Just show 'em the metric. If you've done your work and the metric tells that story, they're not gonna dispute it. They're gonna ask you ways that they can improve upon the other policies and procedures based on that metric. The metric tells the story, the journey. You don't have to explain it if you're spending time explaining the metric and not how the metric is improving.

The metric is probably a little bit flawed, sorry to tell you. And I've had that plenty of times. Lastly, develop a mission statement. Think about what do I want to accomplish when I'm looking at this, what helps me get to that mission statement and have that drive, that product, that innovation, humanize that metric.

Far too often we look at 17 different metrics, but we forget that Bob is walking to the gate. He doesn't want to be stuck somewhere. He wants to go buy chocolates on his United credit card, and we want him to do that as well. Define that mission statement. Define what you wanna see and define that early.

Define what metrics can supplement that mission statement. And if they're not there, go make them. Push yourself for new metrics. Don't rely on industry standards. Don't rely on normalized metrics.

This one doesn't matter. I showed you an example of a TSA checkpoint, and I did say I am from a small town in. Outside of Milwaukee, but I wanted to bring this up 'cause this is one of my favorite things whenever I go back home. Milwaukee is the only airport in the world with a Remodulation area and there are lots of news stories on this fact.

So if you ever fly through Milwaukee, you will go through the TSH checkpoint and they literally have about five different signs that tell you this is where you can rebo. And I looked it up. It is a real word and it is just as awesome as I promised you. Okay, so that's the general thesis. So I want you to think about the, my trope of, think about a product or a procedure that you have been pitched recently, up, down, peer, whatever it might be.

And think about that pitch and think, did we discuss the metrics at the onset of that pitch? And it's probably, no data can be a lot like hr. HR does a million wonderful things for you. They do your benefits, they make sure you're paid on time, but when HR calls, you still get that pit in your stomach what did I do?

Data teams can be a lot like that, and that's one thing I'm working really hard to change When the data team calls. It's not because, Hey, we found a mistake. You made your process isn't improving. The data team wants to help you succeed. The data team wants to prove your good work. At least my data team does.

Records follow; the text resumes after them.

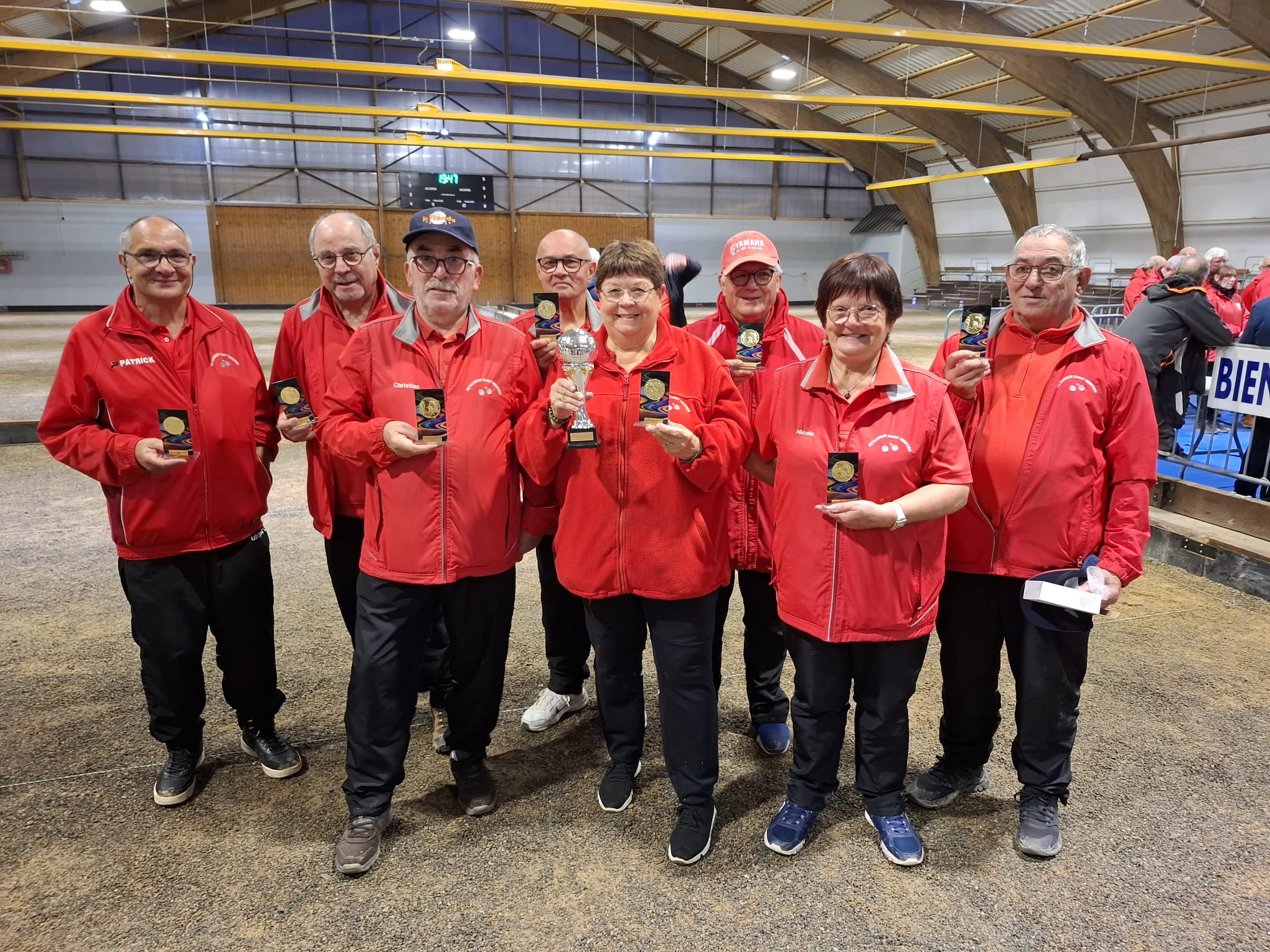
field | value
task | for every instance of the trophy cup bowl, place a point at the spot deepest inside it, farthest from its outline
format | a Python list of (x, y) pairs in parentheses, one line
[(576, 348)]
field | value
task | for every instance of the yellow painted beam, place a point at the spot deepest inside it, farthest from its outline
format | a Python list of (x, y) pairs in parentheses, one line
[(974, 173), (73, 47), (412, 140), (425, 111), (830, 28)]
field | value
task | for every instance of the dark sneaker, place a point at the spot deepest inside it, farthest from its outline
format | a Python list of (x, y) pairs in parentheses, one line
[(1038, 824), (277, 757), (773, 738), (788, 831), (898, 839), (359, 847), (943, 783), (176, 782), (474, 786), (690, 841), (618, 786)]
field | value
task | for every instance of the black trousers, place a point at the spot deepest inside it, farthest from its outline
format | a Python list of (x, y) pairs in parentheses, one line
[(689, 704), (977, 615), (564, 623), (343, 554), (174, 602), (763, 649), (1255, 461), (885, 677), (389, 643)]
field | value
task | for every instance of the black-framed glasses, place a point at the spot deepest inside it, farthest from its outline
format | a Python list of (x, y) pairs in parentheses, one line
[(1048, 272), (327, 259), (869, 314), (454, 266), (151, 259), (615, 295), (569, 264), (760, 277)]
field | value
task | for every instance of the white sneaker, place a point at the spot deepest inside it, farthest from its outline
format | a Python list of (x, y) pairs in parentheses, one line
[(550, 707)]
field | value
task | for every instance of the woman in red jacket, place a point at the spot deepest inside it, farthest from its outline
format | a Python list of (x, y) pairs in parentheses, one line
[(872, 460), (643, 528)]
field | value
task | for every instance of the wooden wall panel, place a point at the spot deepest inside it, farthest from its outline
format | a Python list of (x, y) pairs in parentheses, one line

And I want to make sure that is developed at the onset of these products or procedures because it's immensely important. And again, your manual effort of analysts looking at these things will help you redefine your process and shape your process as you develop it. That's it for me. I have a couple minutes.

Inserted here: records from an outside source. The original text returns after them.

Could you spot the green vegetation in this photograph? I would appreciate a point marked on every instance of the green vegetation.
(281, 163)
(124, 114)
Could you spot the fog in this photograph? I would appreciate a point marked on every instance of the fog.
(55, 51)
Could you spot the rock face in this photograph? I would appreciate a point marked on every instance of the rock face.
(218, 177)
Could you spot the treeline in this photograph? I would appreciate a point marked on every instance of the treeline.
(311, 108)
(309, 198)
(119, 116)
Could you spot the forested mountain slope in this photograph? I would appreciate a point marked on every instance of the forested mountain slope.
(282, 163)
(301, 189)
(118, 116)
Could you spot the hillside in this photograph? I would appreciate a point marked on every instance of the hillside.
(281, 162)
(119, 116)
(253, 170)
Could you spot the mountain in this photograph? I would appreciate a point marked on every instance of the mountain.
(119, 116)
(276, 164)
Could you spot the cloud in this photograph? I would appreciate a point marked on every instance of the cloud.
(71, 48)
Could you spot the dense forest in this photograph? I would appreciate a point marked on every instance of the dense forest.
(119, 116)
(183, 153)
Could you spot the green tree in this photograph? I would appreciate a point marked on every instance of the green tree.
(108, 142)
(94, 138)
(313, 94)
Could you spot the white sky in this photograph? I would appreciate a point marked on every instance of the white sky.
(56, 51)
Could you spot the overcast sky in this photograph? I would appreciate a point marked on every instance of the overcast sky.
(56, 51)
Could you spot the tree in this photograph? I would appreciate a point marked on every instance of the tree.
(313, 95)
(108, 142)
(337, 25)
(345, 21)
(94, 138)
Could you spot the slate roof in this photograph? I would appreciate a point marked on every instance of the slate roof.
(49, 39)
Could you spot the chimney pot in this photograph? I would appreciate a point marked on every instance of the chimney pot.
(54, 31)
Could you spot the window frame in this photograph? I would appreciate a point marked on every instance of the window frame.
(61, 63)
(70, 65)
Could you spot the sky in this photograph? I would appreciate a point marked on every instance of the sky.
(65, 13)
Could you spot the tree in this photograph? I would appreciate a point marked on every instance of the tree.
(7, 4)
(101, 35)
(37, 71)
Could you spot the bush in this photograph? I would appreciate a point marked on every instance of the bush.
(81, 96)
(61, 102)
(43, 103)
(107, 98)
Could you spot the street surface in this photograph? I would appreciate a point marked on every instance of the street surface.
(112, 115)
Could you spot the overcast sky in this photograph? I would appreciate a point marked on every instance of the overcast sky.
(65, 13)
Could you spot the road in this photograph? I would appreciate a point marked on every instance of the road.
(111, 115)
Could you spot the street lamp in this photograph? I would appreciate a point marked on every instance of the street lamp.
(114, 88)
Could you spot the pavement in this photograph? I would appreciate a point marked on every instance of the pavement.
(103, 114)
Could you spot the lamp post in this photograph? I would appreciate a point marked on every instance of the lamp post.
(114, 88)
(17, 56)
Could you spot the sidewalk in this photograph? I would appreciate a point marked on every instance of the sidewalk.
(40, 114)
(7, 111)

I'm not sure if anyone has any questions. Otherwise I will be at the networking thing. So if you want to talk nerdy to me, I'm completely okay with it.

Announcer: Any questions

Scott Smith, Director Airport Operations, United Airlines: go

Announcer: in once.

Scott Smith, Director Airport Operations, United Airlines: Awesome. And I got you back on time. There you go.

Announcer: Thank you so much, Scott. Thanks everyone. Round of applause.